LUMI is a pre-exascale supercomputer, meaning that it has the capability to perform almost 10¹⁸ floating point operations per second. This is mainly thanks to its large amount of GPUs. In addition to the GPU partition LUMI-G, LUMI has several other types of partitions, such as a sizeable CPU partition, LUMI-C. LUMI also has a web interface that allows users to connect to and use the supercomputer simply from a browser as an alternative to the more traditional command-line interface.

An overview of the LUMI architecture is summarized in the table below.
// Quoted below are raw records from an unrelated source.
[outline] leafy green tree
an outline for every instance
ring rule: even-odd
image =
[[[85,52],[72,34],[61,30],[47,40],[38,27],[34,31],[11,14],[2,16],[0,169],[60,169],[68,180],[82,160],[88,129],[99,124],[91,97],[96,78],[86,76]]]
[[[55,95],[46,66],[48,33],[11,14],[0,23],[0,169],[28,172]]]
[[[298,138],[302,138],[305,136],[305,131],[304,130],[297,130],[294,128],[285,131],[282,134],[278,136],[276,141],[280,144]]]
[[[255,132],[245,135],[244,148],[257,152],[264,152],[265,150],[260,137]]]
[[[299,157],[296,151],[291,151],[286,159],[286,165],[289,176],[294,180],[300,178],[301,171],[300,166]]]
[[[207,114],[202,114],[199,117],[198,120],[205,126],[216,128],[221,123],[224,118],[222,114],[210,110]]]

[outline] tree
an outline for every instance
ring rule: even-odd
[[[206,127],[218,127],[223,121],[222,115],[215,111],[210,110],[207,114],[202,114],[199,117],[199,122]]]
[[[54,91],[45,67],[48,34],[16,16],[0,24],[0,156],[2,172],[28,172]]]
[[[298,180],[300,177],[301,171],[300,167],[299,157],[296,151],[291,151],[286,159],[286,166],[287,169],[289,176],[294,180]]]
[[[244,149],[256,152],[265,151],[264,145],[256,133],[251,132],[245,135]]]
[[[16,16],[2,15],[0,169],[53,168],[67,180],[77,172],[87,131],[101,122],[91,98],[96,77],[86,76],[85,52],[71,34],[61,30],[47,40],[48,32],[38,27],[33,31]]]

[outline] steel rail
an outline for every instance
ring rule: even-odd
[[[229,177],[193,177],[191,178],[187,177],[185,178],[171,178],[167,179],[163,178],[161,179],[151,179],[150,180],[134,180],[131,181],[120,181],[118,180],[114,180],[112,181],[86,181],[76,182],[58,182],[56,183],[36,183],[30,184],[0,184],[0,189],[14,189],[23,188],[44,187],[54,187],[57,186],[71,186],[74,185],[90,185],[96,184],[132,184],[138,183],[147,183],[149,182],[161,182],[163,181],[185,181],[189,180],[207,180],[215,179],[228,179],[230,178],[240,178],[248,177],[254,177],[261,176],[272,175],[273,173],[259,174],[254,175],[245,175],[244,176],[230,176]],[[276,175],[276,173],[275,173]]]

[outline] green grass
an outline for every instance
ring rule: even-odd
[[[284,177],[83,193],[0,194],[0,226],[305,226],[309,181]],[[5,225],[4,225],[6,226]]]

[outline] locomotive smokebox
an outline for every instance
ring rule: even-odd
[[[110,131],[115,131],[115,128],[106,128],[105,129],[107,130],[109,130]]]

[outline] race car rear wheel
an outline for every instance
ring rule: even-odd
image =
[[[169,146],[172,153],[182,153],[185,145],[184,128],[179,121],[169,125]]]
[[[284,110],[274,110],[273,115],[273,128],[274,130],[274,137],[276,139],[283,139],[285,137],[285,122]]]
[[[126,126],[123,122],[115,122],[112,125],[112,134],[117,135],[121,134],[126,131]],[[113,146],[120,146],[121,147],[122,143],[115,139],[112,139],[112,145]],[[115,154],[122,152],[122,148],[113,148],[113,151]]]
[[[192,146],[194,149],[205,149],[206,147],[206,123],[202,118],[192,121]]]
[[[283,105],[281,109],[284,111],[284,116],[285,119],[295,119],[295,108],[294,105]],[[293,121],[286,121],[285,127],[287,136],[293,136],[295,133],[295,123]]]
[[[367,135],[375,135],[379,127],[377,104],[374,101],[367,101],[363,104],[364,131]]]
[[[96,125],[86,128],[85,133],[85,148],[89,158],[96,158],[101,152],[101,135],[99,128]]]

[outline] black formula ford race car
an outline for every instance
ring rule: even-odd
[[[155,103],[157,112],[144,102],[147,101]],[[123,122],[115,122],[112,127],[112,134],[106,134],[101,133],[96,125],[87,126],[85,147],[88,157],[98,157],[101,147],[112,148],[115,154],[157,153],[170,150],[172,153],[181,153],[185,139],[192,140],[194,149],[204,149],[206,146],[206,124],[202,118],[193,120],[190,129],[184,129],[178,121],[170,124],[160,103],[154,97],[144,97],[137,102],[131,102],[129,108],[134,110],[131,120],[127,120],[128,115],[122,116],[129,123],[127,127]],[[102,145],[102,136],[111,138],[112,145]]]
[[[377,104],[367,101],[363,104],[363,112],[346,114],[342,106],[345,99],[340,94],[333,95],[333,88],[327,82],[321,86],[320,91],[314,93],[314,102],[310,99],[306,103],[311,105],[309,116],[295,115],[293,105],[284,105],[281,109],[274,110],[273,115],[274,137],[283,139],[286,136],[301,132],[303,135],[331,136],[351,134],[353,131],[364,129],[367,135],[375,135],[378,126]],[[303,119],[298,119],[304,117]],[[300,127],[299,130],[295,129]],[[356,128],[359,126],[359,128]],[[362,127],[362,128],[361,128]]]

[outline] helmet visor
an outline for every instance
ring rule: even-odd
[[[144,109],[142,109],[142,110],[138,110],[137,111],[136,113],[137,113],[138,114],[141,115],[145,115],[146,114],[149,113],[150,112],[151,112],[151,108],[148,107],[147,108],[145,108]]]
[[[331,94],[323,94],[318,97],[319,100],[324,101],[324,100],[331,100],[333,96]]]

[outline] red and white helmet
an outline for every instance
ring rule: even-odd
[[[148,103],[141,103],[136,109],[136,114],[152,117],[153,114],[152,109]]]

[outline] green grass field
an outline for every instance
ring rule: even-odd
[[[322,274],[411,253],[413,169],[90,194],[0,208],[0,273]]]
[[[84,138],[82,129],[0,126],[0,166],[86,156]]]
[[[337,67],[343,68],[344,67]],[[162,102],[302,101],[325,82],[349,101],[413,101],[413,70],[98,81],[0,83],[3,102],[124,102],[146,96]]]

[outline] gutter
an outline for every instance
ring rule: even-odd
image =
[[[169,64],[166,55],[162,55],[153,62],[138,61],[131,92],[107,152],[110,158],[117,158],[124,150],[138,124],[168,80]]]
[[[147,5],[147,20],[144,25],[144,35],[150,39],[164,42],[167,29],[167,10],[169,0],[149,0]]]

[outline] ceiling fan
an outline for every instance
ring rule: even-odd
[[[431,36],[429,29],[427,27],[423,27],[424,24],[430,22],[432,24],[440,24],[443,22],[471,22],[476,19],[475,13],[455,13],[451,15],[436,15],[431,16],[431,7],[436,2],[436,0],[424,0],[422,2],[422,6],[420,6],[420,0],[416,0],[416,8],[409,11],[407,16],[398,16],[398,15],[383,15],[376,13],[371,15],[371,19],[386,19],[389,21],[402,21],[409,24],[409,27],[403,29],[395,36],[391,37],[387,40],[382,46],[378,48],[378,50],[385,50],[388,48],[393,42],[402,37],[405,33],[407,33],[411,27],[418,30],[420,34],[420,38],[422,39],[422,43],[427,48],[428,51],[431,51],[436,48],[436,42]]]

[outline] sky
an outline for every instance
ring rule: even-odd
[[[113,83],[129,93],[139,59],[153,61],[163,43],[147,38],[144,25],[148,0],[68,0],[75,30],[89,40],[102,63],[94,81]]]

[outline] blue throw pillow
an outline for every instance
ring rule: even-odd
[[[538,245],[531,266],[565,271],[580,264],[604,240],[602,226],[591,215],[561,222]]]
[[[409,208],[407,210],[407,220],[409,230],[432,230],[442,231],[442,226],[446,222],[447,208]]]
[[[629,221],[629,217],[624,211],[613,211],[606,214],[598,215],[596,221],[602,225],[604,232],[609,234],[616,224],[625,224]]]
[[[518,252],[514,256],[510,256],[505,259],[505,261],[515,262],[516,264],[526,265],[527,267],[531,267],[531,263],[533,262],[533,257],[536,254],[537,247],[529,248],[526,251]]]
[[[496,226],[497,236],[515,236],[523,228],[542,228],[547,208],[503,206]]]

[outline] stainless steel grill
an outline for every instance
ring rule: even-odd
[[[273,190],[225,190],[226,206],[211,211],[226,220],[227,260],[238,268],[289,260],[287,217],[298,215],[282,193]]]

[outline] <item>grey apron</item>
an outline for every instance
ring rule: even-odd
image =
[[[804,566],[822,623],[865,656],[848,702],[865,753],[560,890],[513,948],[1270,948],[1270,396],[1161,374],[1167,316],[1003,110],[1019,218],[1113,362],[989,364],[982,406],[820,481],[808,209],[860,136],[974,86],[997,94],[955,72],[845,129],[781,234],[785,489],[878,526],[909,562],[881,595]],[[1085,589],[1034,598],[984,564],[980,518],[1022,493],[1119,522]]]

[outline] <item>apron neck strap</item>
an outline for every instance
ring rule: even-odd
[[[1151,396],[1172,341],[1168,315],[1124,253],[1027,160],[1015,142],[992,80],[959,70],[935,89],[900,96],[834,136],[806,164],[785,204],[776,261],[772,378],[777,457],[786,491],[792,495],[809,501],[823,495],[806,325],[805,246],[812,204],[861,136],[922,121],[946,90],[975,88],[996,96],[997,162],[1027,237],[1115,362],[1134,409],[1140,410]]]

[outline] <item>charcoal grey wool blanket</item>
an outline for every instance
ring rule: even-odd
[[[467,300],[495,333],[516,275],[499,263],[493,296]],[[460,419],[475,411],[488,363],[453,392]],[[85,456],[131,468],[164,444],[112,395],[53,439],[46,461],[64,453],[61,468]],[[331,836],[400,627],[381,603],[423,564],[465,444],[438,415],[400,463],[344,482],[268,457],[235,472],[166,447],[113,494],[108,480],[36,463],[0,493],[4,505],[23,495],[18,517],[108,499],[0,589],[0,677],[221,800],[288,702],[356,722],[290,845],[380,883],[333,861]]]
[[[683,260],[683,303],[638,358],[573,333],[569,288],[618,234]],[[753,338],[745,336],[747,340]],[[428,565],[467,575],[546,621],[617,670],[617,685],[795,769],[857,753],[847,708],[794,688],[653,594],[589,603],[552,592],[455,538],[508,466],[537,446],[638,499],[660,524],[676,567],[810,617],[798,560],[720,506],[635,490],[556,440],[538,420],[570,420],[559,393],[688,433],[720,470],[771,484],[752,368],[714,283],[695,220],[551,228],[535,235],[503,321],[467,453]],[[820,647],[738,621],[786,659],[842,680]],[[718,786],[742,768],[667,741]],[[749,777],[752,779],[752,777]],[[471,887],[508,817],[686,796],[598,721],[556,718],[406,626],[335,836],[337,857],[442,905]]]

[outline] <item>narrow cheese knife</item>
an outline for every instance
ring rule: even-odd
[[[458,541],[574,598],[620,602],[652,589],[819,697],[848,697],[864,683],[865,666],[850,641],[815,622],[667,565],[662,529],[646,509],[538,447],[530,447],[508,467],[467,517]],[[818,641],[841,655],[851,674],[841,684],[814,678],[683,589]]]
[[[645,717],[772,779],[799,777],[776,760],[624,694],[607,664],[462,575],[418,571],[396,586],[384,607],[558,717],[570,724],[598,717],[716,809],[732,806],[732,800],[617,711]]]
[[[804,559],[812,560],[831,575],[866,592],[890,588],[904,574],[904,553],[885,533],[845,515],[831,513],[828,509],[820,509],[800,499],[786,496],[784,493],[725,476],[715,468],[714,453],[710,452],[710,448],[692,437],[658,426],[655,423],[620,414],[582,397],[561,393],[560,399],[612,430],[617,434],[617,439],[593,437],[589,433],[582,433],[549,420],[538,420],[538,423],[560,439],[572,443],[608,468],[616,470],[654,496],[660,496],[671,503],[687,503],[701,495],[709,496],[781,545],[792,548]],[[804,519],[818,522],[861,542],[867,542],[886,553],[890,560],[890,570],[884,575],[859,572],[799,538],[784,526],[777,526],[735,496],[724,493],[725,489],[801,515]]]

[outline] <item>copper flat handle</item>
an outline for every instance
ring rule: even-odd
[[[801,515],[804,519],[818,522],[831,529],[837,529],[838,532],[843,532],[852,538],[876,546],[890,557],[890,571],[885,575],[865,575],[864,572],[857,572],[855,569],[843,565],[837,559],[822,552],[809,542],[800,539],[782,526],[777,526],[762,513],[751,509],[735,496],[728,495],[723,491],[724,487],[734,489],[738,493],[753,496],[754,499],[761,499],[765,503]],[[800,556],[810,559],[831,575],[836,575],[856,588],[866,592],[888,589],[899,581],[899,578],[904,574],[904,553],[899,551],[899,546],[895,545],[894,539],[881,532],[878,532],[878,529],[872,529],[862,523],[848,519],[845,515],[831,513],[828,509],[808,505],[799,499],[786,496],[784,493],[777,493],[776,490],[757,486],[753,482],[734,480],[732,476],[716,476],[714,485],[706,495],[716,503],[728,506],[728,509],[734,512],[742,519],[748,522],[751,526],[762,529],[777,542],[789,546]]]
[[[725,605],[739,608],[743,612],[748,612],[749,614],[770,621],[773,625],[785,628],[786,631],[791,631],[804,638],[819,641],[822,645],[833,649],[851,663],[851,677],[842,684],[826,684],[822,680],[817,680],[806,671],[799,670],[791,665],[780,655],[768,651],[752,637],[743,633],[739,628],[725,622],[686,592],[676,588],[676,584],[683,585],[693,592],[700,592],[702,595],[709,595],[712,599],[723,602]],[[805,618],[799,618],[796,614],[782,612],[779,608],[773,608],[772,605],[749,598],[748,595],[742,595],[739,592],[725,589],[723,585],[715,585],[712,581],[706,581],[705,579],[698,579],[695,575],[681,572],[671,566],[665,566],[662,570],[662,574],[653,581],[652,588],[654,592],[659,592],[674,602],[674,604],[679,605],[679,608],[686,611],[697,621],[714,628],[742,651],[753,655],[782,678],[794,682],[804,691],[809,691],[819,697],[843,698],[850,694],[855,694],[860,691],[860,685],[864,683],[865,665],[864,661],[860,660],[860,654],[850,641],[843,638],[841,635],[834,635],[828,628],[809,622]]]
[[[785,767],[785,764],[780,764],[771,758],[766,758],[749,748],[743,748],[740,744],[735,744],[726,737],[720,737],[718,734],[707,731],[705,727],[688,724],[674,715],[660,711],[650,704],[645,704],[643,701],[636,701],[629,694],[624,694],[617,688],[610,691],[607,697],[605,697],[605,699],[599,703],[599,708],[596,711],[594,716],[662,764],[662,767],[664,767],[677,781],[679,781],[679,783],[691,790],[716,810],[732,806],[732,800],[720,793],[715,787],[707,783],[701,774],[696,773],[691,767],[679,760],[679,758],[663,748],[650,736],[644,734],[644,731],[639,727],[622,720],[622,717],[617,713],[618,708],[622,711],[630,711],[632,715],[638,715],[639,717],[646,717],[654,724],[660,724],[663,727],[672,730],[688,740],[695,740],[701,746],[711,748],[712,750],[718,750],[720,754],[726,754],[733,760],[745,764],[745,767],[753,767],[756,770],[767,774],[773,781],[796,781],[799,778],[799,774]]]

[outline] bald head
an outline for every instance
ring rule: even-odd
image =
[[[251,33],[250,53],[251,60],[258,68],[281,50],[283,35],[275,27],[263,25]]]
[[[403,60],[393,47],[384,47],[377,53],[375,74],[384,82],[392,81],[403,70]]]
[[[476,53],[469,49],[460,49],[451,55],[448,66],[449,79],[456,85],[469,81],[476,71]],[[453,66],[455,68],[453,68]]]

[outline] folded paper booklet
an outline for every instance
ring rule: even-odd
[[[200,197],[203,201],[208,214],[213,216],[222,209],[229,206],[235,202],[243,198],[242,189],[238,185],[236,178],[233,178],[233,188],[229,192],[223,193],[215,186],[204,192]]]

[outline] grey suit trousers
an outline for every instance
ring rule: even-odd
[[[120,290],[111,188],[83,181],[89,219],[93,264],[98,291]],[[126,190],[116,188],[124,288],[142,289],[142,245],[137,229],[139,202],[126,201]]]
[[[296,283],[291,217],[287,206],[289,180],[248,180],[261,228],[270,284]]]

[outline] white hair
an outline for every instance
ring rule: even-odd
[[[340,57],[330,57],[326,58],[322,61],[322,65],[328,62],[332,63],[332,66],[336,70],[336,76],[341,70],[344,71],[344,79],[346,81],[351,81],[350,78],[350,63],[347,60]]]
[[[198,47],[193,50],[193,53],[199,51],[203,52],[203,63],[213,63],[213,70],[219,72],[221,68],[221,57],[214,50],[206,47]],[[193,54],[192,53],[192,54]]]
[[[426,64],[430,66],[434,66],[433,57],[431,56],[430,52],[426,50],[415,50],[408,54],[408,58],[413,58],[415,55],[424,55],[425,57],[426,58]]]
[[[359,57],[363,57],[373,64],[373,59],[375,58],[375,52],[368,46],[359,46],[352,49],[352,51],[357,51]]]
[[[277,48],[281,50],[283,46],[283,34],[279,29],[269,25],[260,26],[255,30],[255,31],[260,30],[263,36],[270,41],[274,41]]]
Partition	Description	Specifications
LUMI-G	GPU partition	• 2978 nodes • 4 AMD MI250X GPUs per node • 64 AMD CPU cores per node • 512 GiB memory per node
LUMI-C	CPU partition	• 2048 nodes • 128 AMD CPU cores per node • 256–1024 GiB memory per node
LUMI-D	Data analytics partition	• 16 nodes • 128 AMD CPU cores per node • 2048–4096 GiB memory per node • 312 TiB fast local disk • 8 Nvidia A40 GPUs per node on 8 nodes
LUMI-P	Parallel file system	• 80 PiB Lustre storage space
LUMI-F	Flash-based file system	• 8 PiB fast Flash-based Lustre storage space
LUMI-O	Object storage	• 30 PiB object storage space

For more details, see the LUMI user guide.

Keypoints

High Performance Computing (HPC) typically involves connecting to very large computing systems elsewhere in the world.
These other systems can be used to do work that would either be impossible or much slower on smaller systems.
HPC resources are shared by multiple users.
The standard method of interacting with such systems is via a command-line interface. LUMI, however, also has a web interface for running applications with a graphical user interface on the supercomputer.
LUMI is a powerful supercomputer equipped with a hefty GPU partition with AMD MI250X GPUs. LUMI also has a sizeable CPU partition, various storage solutions and a limited number of huge memory nodes and Nvidia GPUs for data analysis and visualization.